A Grim Ritual at the Baghdad Morgue
As the visiting families enter the guarded room, a technician sprays a flowery fragrance over them, attempting to mask the faint smell that permeates the Baghdad morgue.
Four computers and a flat-screen television, arranged in front of rows of blue plastic chairs, reflect women draped in black and men wearing polished shoes shuffling into the cramped room and squeezing into the seats.
Eyes wide, the visitors lean forward, closer to the screens. Tongues click with pity and disapproval. Image after image of unidentified murder victims flashes by at heartbeat speed. A widow raises a pink Kleenex to her mouth.
The visitors fall silent.
Photos show blue-faced men who have been handcuffed, gagged and tortured. Headless corpses and limbs. Bulging eyes. Bullet holes. Charred faces, frozen in a scream.
The room opened in 2004 to help the morgue identify the bodies arriving by the hundreds from all over Iraq. July 2007, just over a year ago, was the deadliest month, with more than 2,000 victims. At that time, a line of wives, husbands, mothers and fathers waiting for their turn in the room wound through the hallways.
Visitors have passed out and thrown up. Many shake or scream. One smashed the back window in rage. An employee says his nightmares have changed from images of the lifeless bodies, which he now knows by heart, to the heartbroken faces of the families he watches over every day.
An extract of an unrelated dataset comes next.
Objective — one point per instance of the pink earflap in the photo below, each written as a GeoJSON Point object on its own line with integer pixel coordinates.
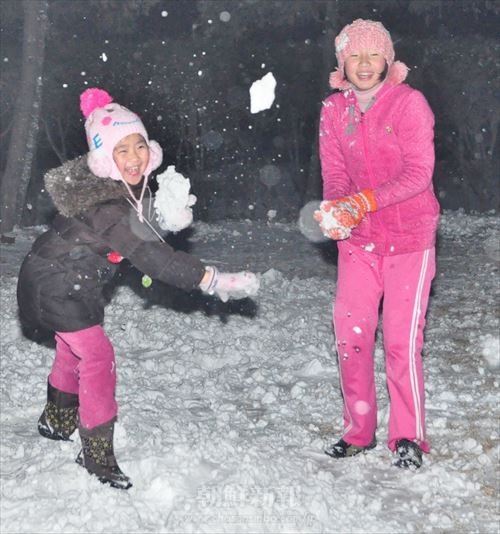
{"type": "Point", "coordinates": [100, 164]}
{"type": "Point", "coordinates": [93, 98]}
{"type": "Point", "coordinates": [397, 74]}
{"type": "Point", "coordinates": [155, 155]}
Now, another nightmare. A woman, eyes deep in black circles, falls to the floor. She recognizes her18-year-old son, who was engulfed in flames after an IED explosion four days ago. He had been fixing his bicycle at the side of a road. Police took his body to the morgue before the family arrived on the scene.
A white-haired man in the room continues to scrutinize the screens. A full year's worth of images, thousands of images, reflect in his thick glasses. Craning his neck, he squints and tilts his head and tries to recognize something familiar. A piece of clothing. A tattoo. Placing the memory of his son on every frame.